Very powerful as shown in the physical strength of John Paul II in his pre-war and wartime days. To this day the Poles are Catholic almost to a man and revere their holy religion and its practice in their Cathedrals. They are Roman Catholic not Orthodox nor Eastern Rite and always have been. The election of John Paul II was crucial to his Polish countrymen and Eastern Europe. He did not neglect his duty as the first Polish Pope.

5. The Polish Jews

They were all but wiped out in the Holocaust and only the Israeli Memorial records their names – how and where they died will never be known. The worst Concentration Camp of all – Auschwitz – is ironically located in Poland. The Nazi death toll on the Polish Jews was on the innocent and unarmed (even the Polish Resistance in the latter stages was defending Poles). The atrocities against the Jews were indescribable and barbarous in the extreme. Apart from Bonhoeffer no one in Germany raised a word of objection – it all went through on the nod. One speaks of all the persecuted Jews yet the Polish Jewry stand out as the first to suffer outside Germany in 1939/40. Auschwitz Camp has made the Polish suffering of her Jews truly and indelibly marked in our memory and souls. The course of history is difficult to halt but we did not play our cards intelligently. We will always be in debt to the Polish Jews and the Poles. You can bring back Poland and Warsaw but you will never recover those lost Polish Jews.

6. CONCLUSION

By sheer doggedness the Poles fought in WWII and yet they must have known Stalin was going to deny them a free Poland. Roosevelt and Truman and Churchill and Atlee simply refused to grasp the nettle and extract the Polish concession from Stalin. It would have been difficult but everything is possible with military power as the Western Allies had and our diplomatic skills. Why not call Jozef Stalin’s bluff? He looks like a blatant bluffer in the photographs. His Red Army was battle hardened and very formidable but we had better armour, artillery and airpower and dare I say it, tactical nuclear weapons.

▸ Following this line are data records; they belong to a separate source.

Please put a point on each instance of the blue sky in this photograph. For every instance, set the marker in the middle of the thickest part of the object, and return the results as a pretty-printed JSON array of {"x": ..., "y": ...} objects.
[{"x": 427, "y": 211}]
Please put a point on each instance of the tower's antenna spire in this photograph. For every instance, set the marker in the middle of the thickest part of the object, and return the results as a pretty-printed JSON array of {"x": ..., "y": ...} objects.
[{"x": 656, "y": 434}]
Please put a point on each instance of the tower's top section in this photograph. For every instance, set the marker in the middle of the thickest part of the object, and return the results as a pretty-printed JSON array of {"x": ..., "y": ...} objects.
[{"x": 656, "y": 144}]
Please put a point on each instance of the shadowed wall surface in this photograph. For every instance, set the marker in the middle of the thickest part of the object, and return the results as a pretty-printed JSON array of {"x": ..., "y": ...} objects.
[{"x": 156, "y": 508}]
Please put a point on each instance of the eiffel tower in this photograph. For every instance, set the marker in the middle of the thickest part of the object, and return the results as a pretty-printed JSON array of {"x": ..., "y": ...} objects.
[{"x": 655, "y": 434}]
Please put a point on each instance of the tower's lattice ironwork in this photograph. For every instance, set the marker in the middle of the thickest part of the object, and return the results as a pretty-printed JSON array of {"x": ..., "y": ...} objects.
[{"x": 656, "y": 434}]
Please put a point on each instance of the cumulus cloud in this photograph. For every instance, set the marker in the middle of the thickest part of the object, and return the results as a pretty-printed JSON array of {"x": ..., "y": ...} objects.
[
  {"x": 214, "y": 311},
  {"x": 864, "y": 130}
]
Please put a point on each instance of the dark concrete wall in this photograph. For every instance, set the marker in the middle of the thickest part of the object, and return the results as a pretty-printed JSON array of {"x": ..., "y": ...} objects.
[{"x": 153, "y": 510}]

His numbers against our fire power. Nobody likes a showdown yet Kennedy successfully carried it out over Cuban missiles crisis in the early 1960’s. This was the heart of Europe and Poland was a combatant nation on the victorious side. Stalin could not deny the Poles had supported Russia indirectly with her fighting men from 1941-45 and in 1940 over Britain’s skies. Stalin was a bully and even bullies get their comeuppance and run away. We used properly the nuclear option in the East later in 1945 and Stalin’s nuclear arm was not refined in mid-1945, as we knew. There is no point having nuclear weapons and conventional forces in place if you are not prepared to use them effectively and with discretion. The time was right in May 1945 for the sake of Poland to intervene militarily. Moshe Dayan would have done. The Poles would have backed us and we owed it to them. East Germany would also have been liberated. The nuclear option would have come after the ultimatum and the conventional attack. May be the nuclear weapon would not have been required.